L’apôtre Pierre. Mosaïque du VIe siècle. Presbyterium de la basilique Saint-Vital, Ravenne (Bernard Blanc / Flickr).
1 Pierre : la migration, une résurrection (3/5)
Martin Bellerose | 20 mars 2023
En novembre 2017, il y a un peu plus de cinq ans déjà, je faisais référence à un passage de la Première lettre de Pierre. Dans un texte intitulé « Fondements du baptême et récits de migration », j’abordais en quelques lignes les derniers versets du chapitre 3 de cette lettre. J’écrivais alors :
Le récit sur Noé est utilisé comme référence pour expliquer le baptême chrétien en 1 Pierre 3,20-21. L’auteur y dit : « Aux jours où Noé construisait l’arche, dans laquelle peu de gens, huit personnes, furent sauvés par l’eau.
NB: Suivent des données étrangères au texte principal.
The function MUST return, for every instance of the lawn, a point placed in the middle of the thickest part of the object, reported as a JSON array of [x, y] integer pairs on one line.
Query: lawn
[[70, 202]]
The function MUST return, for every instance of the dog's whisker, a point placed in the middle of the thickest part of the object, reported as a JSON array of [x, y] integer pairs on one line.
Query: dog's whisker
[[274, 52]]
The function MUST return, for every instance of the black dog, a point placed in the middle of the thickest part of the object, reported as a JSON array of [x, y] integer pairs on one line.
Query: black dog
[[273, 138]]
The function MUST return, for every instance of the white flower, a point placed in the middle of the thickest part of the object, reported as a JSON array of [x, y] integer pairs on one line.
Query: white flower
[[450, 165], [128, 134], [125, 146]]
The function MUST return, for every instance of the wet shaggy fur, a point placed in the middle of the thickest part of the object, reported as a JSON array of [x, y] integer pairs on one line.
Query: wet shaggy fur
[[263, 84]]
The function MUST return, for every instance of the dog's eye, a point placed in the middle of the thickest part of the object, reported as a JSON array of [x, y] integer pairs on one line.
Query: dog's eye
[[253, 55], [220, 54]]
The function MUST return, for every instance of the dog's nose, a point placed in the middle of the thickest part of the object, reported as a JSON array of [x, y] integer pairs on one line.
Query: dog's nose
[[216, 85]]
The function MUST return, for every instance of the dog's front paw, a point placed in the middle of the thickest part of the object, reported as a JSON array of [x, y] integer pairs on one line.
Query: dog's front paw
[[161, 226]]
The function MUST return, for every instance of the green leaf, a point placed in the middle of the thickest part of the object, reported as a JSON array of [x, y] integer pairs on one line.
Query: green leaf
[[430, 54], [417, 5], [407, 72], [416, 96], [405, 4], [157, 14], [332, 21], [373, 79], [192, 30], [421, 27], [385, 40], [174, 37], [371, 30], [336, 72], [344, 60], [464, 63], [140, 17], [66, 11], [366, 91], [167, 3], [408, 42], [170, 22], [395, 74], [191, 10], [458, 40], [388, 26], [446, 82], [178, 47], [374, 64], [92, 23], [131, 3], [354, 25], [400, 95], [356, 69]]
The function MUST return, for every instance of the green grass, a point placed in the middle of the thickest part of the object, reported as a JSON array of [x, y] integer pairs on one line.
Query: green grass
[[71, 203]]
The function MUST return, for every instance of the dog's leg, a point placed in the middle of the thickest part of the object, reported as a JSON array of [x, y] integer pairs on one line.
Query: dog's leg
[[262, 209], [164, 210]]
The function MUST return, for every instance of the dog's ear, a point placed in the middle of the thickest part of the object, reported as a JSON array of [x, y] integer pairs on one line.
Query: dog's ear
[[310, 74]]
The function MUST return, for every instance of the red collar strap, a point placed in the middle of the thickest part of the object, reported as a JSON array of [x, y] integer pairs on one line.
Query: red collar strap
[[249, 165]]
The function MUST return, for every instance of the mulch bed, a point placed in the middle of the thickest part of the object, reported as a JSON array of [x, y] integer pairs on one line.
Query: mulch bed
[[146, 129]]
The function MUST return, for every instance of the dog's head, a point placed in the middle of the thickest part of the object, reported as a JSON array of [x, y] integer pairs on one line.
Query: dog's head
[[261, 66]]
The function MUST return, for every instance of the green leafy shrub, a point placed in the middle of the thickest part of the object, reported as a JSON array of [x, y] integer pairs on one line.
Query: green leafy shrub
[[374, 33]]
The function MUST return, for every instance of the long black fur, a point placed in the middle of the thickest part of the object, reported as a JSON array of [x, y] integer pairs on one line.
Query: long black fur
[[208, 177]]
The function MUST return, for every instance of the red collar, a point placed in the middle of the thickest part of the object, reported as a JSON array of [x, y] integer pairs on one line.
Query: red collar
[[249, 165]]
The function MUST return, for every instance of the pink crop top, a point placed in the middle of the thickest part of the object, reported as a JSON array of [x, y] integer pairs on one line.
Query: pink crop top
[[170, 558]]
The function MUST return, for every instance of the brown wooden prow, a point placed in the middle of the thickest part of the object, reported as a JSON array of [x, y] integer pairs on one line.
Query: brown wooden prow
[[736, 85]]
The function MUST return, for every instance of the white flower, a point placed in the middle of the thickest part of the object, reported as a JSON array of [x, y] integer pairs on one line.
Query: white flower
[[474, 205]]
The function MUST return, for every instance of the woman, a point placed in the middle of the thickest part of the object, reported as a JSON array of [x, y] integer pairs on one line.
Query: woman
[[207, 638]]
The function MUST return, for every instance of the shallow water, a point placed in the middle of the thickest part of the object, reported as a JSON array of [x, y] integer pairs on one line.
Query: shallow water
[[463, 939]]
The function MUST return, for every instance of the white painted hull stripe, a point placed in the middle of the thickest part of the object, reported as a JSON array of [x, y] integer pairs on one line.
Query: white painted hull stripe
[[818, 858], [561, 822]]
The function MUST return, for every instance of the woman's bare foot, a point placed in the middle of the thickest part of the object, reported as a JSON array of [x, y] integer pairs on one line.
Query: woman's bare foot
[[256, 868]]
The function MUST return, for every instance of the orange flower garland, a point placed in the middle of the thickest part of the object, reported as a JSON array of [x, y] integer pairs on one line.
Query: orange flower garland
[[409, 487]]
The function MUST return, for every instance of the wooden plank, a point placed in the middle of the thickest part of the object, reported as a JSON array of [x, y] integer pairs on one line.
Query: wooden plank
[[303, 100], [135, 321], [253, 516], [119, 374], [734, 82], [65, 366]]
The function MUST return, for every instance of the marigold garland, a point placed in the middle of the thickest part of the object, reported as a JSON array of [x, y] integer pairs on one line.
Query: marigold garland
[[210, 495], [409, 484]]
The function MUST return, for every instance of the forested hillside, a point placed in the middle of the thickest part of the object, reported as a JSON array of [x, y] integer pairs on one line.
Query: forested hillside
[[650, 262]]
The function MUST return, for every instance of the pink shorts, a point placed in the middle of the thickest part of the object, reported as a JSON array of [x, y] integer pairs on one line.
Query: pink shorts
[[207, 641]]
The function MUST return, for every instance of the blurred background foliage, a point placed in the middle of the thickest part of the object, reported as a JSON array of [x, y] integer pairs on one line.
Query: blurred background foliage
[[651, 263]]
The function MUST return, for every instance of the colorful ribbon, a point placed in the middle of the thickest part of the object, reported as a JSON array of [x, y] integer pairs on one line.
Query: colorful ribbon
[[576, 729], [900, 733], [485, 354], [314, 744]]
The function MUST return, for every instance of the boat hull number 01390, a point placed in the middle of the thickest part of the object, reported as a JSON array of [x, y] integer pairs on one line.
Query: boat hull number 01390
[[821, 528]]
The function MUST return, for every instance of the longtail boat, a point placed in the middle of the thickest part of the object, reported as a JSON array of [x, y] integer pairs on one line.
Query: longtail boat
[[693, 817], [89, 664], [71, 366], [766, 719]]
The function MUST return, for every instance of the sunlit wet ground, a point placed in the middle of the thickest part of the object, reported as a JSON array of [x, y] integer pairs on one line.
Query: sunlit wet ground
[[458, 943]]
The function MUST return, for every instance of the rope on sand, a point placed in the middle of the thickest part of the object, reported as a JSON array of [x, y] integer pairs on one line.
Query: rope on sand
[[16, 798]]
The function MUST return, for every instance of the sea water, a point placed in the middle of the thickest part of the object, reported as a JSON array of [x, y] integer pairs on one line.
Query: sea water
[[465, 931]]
C’était l’image du baptême qui vous sauve maintenant. » L’arche au milieu du déluge y est présentée comme une préfiguration du baptême en Christ. L’expérience de Noé face au déluge est dans son essence une expérience migratoire. Une fois le cataclysme annoncé, Noé doit partir. Le patriarche est le prototype du réfugié climatique, celui qui voit la terre qu’il habite inondée, disparaître sous les flots à cause du péché des êtres humains. Aujourd’hui aussi, des milliers d’insulaires font face à cette possibilité de voir leurs îles submergées sous les océans à cause du péché des humains qui méprisent la Terre et l’exploitent sans le moindre remords dans le but de faire du profit [et] s’enrichir. Noé doit migrer, sans pouvoir même rêver de retourner à sa terre d’origine un jour. Elle est perdue à jamais. Mais, en migrant vers un ailleurs, Noé est aussi appelé à participer à l’édification d’une terre nouvelle, en se l’appropriant.
Comme je l’ai fait dans chaque article de cette série, j’insiste sur le fait que cette lettre s’adresse à des migrants (1 Pierre 1,1). Cette appropriation d’une terre nouvelle dont nous parlons est en soit une résurrection. Cela est particulièrement vrai pour les réfugiés climatiques pour qui demeurer « là où ils sont » signifie mourir car leurs terres sont inondées ou elles deviennent impropres à l’agriculture par dessèchement ou contamination. Cela est aussi vrai pour les réfugiés en général, pour qui demeurer là où on les menace et où on les persécute signifie mourir. Ils migrent pour vivre, ils fuient l’endroit où leur vie est menacée. Trouver refuge, c’est aussi dans ce cas une deuxième opportunité de vivre, de continuer à vivre. Ce dont il est question ici n’est pas une image où une métaphore : en migrant, les réfugiés se donnent la possibilité d’un retour à la vie, d’une vie nouvelle et renouvelée en terre d’accueil.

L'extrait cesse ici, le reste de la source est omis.